Im konkreten Fall enthielten die Reisebedingungen des Reiseveranstalters eine Klausel, mit der dieser sich die nachträgliche Änderung des vereinbarten Leistungsspektrums vorbehielt. Diese Klausel war jedoch nach der Wertung des BGH unwirksam, weil sie viel zu weit gefasst war. Der BGH wies darauf hin, dass sich der Reiseveranstalter gemäß § 308 Nr. 4 BGB  nur solche Leistungsänderungen vorbehalten darf,

  • die unter Berücksichtigung der Interesse des Reiseveranstalters einerseits
  • und unter Bewertung der Interessen des Reisenden andererseits zumutbar sind.
  • Entscheidend für die Beurteilung der Zumutbarkeit sei dabei das Kriterium der Notwendigkeit der Änderungen infolge von Umständen, die erst nach Vertragsschluss eingetreten sind und
  • die für den Reiseveranstalter bei Vertragsabschluss noch nicht vorhersehbar waren.
  • Auch unter diesen Voraussetzungen seien aber nur solche Änderungen zumutbar, die den Charakter der Reise nicht grundsätzlich verändern.
  • AGB, in denen sich der Veranstalter Änderungen des Leistungsumfangs vorbehält, seien vor diesem Hintergrund nur wirksam, wenn die Schranken der Zumutbarkeit in der Klausel eindeutig zum Ausdruck gebracht würden.
  • Da diese Schranken in den konkret verwendeten AGB nicht einmal angedeutet seien, entspreche der Änderungsvorbehalt nicht den gesetzlichen Vorgaben und sei damit unwirksam.

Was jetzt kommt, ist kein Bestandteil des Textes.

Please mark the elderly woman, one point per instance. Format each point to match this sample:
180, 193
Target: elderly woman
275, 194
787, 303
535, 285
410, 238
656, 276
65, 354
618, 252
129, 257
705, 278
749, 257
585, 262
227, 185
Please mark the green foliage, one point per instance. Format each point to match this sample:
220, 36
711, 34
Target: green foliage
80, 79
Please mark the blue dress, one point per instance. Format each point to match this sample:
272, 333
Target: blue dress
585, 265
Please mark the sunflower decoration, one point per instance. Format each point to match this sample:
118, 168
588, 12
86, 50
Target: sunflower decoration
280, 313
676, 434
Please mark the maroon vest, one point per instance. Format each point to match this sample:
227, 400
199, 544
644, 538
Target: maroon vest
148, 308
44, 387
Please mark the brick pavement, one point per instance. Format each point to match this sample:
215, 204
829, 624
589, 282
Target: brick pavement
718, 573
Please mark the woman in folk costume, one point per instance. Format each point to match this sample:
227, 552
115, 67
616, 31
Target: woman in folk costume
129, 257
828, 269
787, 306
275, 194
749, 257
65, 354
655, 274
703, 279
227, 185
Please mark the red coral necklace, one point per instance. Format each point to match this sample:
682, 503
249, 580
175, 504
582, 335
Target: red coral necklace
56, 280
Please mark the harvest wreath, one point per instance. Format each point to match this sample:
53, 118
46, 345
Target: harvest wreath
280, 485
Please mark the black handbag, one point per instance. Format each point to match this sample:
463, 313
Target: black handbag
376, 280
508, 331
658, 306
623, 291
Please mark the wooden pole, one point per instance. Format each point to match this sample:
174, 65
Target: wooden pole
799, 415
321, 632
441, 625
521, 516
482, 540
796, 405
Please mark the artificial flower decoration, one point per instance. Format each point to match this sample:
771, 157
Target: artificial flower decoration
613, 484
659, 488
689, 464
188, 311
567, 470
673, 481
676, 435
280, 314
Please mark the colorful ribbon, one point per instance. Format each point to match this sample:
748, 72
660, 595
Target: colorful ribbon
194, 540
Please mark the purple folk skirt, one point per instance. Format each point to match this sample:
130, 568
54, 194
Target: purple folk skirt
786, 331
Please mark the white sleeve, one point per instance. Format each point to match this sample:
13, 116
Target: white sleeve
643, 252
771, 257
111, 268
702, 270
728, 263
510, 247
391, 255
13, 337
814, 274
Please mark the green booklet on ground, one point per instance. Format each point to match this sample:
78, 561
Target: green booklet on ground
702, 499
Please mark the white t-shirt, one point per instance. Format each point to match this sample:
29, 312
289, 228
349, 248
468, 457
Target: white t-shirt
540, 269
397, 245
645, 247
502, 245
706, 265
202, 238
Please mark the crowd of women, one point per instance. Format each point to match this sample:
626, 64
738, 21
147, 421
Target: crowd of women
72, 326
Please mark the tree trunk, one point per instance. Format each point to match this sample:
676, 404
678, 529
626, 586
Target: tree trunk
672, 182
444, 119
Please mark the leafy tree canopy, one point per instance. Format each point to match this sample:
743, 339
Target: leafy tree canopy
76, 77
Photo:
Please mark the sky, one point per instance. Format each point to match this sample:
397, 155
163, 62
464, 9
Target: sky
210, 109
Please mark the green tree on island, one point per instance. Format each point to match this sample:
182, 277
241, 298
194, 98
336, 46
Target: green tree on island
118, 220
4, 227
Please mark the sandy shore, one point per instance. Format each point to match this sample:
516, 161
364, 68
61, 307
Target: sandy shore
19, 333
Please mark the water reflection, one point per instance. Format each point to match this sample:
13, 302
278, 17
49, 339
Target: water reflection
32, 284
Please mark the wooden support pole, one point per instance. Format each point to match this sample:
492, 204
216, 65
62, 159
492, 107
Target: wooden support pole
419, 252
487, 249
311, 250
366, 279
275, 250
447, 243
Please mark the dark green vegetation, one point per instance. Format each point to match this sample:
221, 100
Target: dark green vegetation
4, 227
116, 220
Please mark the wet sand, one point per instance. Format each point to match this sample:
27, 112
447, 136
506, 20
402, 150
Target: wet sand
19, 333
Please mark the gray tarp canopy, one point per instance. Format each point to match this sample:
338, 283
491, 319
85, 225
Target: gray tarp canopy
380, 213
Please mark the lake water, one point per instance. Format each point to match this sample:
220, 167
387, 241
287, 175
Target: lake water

Unwirksamkeit der Klausel eröffnet Rücktrittsrecht

Infolge des Fehlens einer wirksamen Vorbehaltsklausel tritt nach dem Diktum des BGH die Rechtsfolge des § 651a Abs. 5 Satz 2 BGB ein. Hiernach kann der Reisende vom Vertrag zurücktreten, wenn die Reiseleistung wesentlich geändert wird. Der Reiseveranstalter vertrat insoweit die Auffassung, dass die von ihm angekündigte Änderung nicht wesentlich gewesen sei. Gegenstand des Reisevertrages sei schließlich eine 14-tägige Rundreise durch China gewesen. Für den Besuch der verbotenen Stadt und die Besichtigung des Platzes des himmlischen Friedens sei ein Zeitfenster von insgesamt ca. 3 Stunden eingeplant gewesen. Die Änderung eines dreistündigen Teils der 14-tägigen Reise sei schon vom Zeitumfang her eindeutig als unwesentlich einzustufen.

Wegfall von Besichtigungen ist wesentliche Leistungsänderung

Dieser Argumentation des Veranstalters folgte der BGH nicht. Er betrachtete die Leistungsänderung als eindeutig erheblich. Aus Sicht des BGH ist jede Leistungsänderung wesentlich, 

  • die das Interesse des Reisenden mehr als nur geringfügig beeinträchtigt.
  • Der Besuch der verbotenen Stadt und des Platzes des himmlischen Friedens als zwei der bekanntesten Sehenswürdigkeiten Pekings und Chinas seien aus Sicht der Kläger als 2 Glanzpunkte der Reise und damit als wesentliche Reiseleistung zu werten.
  • Durch den Wegfall dieser Besichtigungen sei die Reise insgesamt mehr als nur geringfügig beeinträchtigt.

Nachträgliche Leistungsänderungen für Reiseveranstalter in Zukunft schwierig

Der BGH bestätigte im Ergebnis die der Klage stattgebenden Entscheidungen der Vorinstanzen. Aus Sicht der Reisenden bedeutet die Entscheidung eine begrüßenswerte Klarstellung der Kriterien für einen möglichen Reiserücktritt bei nachträglicher einseitiger Leistungsänderung durch den Reiseveranstalter. Für die Reiseveranstalter dürften nachträgliche Leistungsänderungen hierdurch in der Zukunft nicht leichter werden.